Jorge Pinedo acompañó a Lilia Ferreyra y a Patricia Walsh, mujer e hija del escritor, a San Vicente. Allí se encontraron con las consecuencias del operativo que se realizó en el lugar, después de que el periodista fuera secuestrado en la esquina de San Juan y Entre Ríos.
Por Alejandra Dandan
La que entonces era la mujer de Rodolfo Walsh escuchaba del otro lado del vidrio. Jorge Pinedo ya había contado que esa mañana del 26 de marzo del ’77 había pasado a buscarla; que todavía estaban mudando cosas para la casa de San Vicente; que en el auto iba él, su mujer, Patricia Walsh, los dos hijos –entre ellos el primer nieto varón de Rodolfo– y Lilia Ferreyra. Que se atrasaron un poco, pero que todo estaba bien, que iban a llegar a tiempo, que Rodolfo los esperaba a comer un asado. “Fue tremendo –se escuchó en la sala de audiencias–. Habíamos ido a una reunión feliz con Rodolfo y volvíamos con una viuda, una huérfana y dos nietos que habían perdido a su abuelo.”
Jorge Pinedo es psicoanalista y antropólogo, pero en los primeros años de la dictadura, con poco más de veinte años, trabajaba como periodista del diario La Opinión.
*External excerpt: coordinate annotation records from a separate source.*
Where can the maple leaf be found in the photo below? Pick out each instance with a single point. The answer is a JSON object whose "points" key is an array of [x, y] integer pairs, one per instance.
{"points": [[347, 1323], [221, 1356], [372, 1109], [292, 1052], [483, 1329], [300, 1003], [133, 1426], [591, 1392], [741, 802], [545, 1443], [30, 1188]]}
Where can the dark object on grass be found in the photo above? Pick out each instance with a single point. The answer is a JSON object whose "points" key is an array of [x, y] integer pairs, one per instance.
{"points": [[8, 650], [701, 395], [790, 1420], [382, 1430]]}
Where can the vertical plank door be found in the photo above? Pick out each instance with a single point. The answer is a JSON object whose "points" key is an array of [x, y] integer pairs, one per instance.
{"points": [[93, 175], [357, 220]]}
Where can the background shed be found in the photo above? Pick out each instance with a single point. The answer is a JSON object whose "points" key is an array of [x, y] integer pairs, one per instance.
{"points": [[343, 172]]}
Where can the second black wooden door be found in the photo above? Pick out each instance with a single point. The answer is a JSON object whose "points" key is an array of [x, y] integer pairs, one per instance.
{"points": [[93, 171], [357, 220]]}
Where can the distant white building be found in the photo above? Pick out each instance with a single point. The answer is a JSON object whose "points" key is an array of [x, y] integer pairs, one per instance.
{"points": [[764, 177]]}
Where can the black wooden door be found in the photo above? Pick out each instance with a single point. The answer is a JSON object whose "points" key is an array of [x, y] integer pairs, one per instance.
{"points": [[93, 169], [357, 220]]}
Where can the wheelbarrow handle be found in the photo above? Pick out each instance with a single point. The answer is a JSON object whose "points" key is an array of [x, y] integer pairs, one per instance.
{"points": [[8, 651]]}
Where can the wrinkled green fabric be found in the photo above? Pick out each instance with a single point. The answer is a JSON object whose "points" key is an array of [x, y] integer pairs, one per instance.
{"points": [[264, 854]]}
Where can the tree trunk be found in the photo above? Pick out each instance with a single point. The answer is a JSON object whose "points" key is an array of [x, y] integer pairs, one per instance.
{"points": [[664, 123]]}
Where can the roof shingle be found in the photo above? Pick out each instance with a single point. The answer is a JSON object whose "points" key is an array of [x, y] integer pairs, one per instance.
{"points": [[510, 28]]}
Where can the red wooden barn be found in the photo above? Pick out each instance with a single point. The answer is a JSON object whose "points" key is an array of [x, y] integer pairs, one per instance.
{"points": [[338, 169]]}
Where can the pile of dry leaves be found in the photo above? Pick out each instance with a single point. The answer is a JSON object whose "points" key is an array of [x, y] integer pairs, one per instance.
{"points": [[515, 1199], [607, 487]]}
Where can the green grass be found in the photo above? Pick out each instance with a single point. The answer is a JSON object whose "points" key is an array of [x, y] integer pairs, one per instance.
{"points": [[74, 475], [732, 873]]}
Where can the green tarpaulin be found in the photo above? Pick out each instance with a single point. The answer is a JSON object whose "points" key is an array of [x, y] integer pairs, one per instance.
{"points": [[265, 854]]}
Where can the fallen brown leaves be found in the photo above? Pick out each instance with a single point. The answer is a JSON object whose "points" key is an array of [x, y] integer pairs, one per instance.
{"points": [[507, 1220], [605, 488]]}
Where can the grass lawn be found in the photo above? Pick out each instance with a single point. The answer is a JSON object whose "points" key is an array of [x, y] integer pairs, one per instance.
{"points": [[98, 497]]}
Ayer dio su tercera declaración judicial por lo que después se conoció como el bombardeo a la casa del periodista, escritor y militante. La primera vez que declaró lo hizo ante la Conadep. La segunda, si es que puede decirse que fue una declaración, dijo, se trató más bien de un interrogatorio ante dos militares sentados al otro lado de un escritorio, alumbrados por una lámpara, en un garaje del Consejo de Guerra. “Pese a ser el año ’85, me preguntaron por mi declaración en Conadep, por el terror que tenía no recuerdo ni lo que dije”. Ayer, después de declarar en la audiencia del juicio por los crímenes de la ESMA, mientras bastón en mano bajaba las escaleras de los Tribunales de Comodoro Py, murmuró: “Esperé más de treinta años para esto”.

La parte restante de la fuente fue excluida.